Here, the physicists have presented an approach that allows the WIMP mass to be measured without any prior assumptions, using only data that will be available soon from upcoming experiments. To demonstrate the approach, the physicists generated three mock data sets and used them to reconstruct the WIMP mass in different scenarios. They showed that, although the method does lead to an unavoidable uncertainty in the cross section (a factor that involves particle interaction), it can still accurately recover the WIMP mass.
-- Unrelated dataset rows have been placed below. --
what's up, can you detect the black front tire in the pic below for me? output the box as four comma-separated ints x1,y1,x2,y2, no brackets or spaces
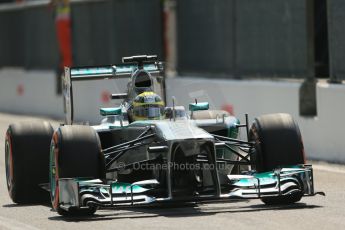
249,113,305,205
50,125,105,216
5,121,54,204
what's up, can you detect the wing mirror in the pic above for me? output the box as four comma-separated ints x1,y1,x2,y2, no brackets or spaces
100,107,122,116
189,102,209,111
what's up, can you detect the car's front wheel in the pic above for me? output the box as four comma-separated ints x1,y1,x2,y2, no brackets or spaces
50,125,105,216
249,113,305,205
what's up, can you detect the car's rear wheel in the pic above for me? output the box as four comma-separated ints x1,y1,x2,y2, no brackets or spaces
50,125,105,216
5,121,54,203
249,113,305,205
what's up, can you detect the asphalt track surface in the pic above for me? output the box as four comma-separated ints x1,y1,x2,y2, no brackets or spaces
0,112,344,230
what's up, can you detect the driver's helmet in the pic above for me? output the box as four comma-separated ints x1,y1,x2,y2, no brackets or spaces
131,91,165,121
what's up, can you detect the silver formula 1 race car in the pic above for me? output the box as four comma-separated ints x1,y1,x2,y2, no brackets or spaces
5,55,323,216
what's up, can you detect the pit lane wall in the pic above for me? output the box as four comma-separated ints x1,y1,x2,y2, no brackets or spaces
0,68,344,163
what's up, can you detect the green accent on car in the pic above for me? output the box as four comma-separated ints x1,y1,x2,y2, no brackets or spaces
233,167,307,187
78,180,149,194
189,102,209,111
71,67,113,76
233,172,276,187
117,64,158,74
109,125,122,129
228,119,240,139
110,182,149,194
100,107,122,116
70,64,158,78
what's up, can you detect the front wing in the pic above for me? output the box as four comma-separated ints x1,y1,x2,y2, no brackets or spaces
57,165,323,211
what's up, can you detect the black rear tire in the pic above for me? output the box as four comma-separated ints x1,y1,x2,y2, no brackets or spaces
50,125,105,216
249,113,305,205
5,121,54,204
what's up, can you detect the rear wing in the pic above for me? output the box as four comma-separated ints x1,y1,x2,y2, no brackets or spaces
69,63,163,81
63,58,164,125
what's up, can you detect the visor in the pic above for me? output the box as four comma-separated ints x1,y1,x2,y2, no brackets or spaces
133,105,163,119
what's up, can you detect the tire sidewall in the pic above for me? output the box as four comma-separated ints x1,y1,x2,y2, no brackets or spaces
5,122,54,203
5,128,15,199
50,131,60,210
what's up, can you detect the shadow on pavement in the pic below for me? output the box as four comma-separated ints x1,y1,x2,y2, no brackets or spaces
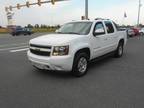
33,68,74,79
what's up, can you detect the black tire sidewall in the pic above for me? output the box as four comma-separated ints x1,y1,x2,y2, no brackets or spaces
115,42,124,57
72,53,89,77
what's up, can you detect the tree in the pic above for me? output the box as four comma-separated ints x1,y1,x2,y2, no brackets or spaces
35,24,39,28
56,25,61,29
139,24,144,27
27,24,33,28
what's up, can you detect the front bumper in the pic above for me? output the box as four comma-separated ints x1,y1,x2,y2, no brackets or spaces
27,50,73,71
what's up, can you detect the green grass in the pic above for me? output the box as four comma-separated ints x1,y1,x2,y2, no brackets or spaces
0,28,57,34
0,29,8,34
32,28,57,33
0,32,8,34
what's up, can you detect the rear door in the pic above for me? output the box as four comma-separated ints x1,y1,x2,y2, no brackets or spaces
103,21,118,52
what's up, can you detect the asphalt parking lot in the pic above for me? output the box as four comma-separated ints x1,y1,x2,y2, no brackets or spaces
0,33,144,108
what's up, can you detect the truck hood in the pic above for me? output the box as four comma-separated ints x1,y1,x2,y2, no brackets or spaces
30,34,84,46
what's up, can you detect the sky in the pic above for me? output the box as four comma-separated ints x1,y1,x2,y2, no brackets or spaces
0,0,144,26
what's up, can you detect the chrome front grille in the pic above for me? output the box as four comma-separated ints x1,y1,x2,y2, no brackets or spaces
30,44,52,56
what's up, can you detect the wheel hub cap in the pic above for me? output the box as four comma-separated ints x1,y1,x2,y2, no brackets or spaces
78,57,87,73
119,46,123,55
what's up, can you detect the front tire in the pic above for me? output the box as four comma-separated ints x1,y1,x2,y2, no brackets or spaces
115,41,124,58
72,53,89,77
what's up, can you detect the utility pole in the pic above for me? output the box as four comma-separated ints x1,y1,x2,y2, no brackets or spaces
137,0,142,27
85,0,88,20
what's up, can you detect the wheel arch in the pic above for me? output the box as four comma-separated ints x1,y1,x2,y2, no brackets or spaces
74,48,91,60
119,38,124,45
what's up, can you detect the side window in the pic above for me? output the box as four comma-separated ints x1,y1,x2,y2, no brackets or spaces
93,22,105,36
104,21,114,33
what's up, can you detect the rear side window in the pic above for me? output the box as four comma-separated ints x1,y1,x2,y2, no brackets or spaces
104,21,114,33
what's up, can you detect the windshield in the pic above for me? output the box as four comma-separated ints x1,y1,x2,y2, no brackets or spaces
57,22,92,35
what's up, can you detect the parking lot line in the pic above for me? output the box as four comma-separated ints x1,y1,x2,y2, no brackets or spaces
0,46,28,51
0,43,28,48
10,48,29,53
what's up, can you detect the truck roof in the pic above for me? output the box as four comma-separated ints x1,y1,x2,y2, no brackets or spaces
71,18,112,23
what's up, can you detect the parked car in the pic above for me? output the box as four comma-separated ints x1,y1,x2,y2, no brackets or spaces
132,28,140,36
27,19,127,77
10,26,33,36
139,28,144,36
127,28,135,37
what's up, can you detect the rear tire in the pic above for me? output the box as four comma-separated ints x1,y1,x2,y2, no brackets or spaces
72,53,89,77
115,41,124,58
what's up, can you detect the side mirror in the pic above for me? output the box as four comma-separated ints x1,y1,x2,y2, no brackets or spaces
94,28,105,36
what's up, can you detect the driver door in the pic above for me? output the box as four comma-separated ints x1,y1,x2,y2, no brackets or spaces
91,22,109,58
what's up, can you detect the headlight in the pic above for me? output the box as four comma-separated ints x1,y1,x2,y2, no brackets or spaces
52,46,69,56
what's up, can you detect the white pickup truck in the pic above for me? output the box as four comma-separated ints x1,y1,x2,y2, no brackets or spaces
27,19,127,77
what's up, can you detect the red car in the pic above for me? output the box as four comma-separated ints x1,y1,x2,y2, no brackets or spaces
132,28,140,36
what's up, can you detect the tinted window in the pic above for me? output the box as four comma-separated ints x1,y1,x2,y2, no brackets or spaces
93,22,105,35
105,21,114,33
16,27,23,30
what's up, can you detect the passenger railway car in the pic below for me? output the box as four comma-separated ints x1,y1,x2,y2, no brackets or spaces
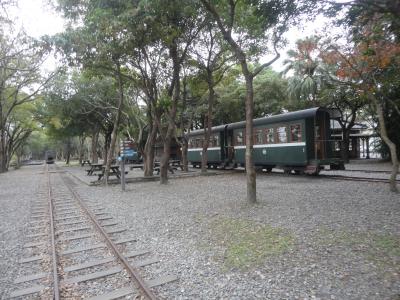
187,107,344,175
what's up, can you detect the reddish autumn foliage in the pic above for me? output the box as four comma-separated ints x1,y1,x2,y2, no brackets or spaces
320,20,400,85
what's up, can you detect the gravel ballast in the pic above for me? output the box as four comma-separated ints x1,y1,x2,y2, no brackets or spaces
1,162,399,299
71,162,399,300
0,165,45,299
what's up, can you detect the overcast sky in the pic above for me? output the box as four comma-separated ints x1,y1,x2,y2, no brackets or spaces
11,0,333,72
11,0,64,37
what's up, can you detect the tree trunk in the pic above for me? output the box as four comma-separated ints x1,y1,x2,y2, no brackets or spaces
0,107,6,173
181,137,189,172
374,97,398,192
244,75,256,203
160,135,172,184
104,131,112,165
201,125,209,173
340,128,350,163
0,128,8,173
91,129,99,163
143,121,157,177
201,74,216,174
159,41,180,184
104,65,124,184
180,77,189,173
65,139,71,165
78,135,85,165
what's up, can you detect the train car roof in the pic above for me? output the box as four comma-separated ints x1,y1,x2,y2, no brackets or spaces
189,124,227,136
227,107,339,130
188,107,339,135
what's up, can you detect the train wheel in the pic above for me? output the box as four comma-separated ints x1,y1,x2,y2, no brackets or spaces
265,167,272,173
294,170,304,175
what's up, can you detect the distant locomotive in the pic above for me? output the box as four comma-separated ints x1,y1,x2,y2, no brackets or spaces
45,150,56,164
187,107,344,175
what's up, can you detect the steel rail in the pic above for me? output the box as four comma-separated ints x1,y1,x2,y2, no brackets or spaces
319,174,400,183
59,174,157,300
252,169,399,184
46,164,61,300
325,169,392,174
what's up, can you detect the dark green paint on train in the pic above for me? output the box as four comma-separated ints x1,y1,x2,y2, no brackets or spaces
187,107,344,174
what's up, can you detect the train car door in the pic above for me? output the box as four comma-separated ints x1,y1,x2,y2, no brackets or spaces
224,128,235,162
220,131,226,161
315,112,327,160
"Prior to this work, it has been necessary to make at least some assumptions about the velocity distribution in order to extract information on the dark matter mass," Kavanagh told Phys.org. "However, with no way of knowing how accurate these assumptions are, we would have no way of knowing whether the dark matter mass we extract is correct. We have shown for the first time that in a variety of scenarios, we can analyze data without making such assumptions and therefore that the dark matter mass can be recovered reliably from direct detection experiments.
As the physicists explain, this ability to measure the WIMP mass without making assumptions of the velocity distribution will be very useful when analyzing data from many other dark matter experiments.
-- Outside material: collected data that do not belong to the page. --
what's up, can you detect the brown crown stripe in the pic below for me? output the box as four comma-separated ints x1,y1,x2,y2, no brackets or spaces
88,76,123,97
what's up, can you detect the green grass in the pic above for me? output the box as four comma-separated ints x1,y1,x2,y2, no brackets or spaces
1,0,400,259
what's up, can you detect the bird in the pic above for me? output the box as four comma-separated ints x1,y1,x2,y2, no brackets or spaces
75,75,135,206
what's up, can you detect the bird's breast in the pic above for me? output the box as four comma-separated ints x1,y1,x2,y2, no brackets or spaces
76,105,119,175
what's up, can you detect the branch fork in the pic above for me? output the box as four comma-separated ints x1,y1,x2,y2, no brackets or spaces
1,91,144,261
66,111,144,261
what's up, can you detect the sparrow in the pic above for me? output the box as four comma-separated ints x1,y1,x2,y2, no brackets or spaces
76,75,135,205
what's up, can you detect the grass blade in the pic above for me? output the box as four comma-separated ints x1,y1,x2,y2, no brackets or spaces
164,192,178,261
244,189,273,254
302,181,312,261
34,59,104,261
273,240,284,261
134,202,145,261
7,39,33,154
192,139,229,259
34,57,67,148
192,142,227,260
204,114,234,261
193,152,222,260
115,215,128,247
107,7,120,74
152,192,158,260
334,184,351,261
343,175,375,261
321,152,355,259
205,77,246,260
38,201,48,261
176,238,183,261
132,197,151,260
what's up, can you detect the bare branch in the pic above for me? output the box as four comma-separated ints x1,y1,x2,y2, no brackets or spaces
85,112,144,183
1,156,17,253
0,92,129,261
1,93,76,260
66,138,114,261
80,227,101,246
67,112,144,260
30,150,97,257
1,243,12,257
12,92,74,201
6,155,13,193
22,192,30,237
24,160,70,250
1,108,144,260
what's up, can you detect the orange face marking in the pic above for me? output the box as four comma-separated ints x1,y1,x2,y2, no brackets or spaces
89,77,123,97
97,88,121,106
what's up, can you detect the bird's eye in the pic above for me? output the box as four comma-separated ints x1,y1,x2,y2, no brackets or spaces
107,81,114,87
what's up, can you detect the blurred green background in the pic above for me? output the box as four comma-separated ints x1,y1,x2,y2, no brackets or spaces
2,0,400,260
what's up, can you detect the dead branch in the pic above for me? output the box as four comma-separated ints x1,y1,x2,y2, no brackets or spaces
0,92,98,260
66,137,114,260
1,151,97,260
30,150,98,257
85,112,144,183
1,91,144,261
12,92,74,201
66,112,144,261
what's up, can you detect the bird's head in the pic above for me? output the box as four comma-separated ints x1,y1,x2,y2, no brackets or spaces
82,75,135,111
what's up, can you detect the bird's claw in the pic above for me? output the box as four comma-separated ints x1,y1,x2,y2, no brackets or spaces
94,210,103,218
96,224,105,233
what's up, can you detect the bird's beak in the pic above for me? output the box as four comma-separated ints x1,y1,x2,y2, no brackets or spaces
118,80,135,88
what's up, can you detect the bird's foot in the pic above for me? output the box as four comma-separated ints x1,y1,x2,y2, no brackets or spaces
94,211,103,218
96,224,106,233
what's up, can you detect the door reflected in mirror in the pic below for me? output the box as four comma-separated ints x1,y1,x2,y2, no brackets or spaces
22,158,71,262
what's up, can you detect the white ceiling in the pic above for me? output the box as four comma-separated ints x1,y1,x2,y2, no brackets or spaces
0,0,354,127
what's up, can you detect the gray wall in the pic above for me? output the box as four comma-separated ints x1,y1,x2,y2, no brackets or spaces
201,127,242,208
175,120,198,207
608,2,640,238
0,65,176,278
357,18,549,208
"Dark matter cannot be accounted for by any of the known particles in the Standard Model of particle physics," Kavanagh said. "This means that dark matter must be in the form of a new species of particle, governed by new physics beyond the Standard Model. Knowing the dark matter particle's mass can give us an insight into this new physics, for example allowing us to rule out theories which do not predict the correct value.
"At present, no confirmed dark matter signal has been observed in any direct detection experiments. This allows us to place bounds on how weakly dark matter particles interact with ordinary nuclei. However, with larger detectors and longer exposure times, we can probe weaker and weaker interactions and it is hoped that a signal will be observed sometime in the near future at current and upcoming detectors. Once this happens, our method will allow us to combine data from several direct detection experiments in order to reliably extract both the dark matter mass and velocity distribution."
In the future, the physicists plan to further text and extend their method, and are hoping to see a dark matter signal in the near future.
"We are currently working on testing the method using even more mock data sets, representing a wider variety of underlying velocity distributions and WIMP masses," Kavanagh said. "We also hope to extend the method to the analysis of directional data. Directional detectors measure both the energy and direction of nuclear recoils and therefore allow us to probe the full three-dimensional velocity distribution, rather than the one-dimensional speed distribution. This in turn will allow us to probe the dynamics of the Milky Way halo using directional experiments.
"Unfortunately, we do not know how strongly (or weakly) dark matter interacts with ordinary nuclei, so we do not know when a WIMP signal will be observed. With the advent of ton-scale detectors in the next few years, we should be able to test dark matter interactions 100 times weaker that what can currently be probed. If we're lucky, this means we could see a dark matter signal within the next few years."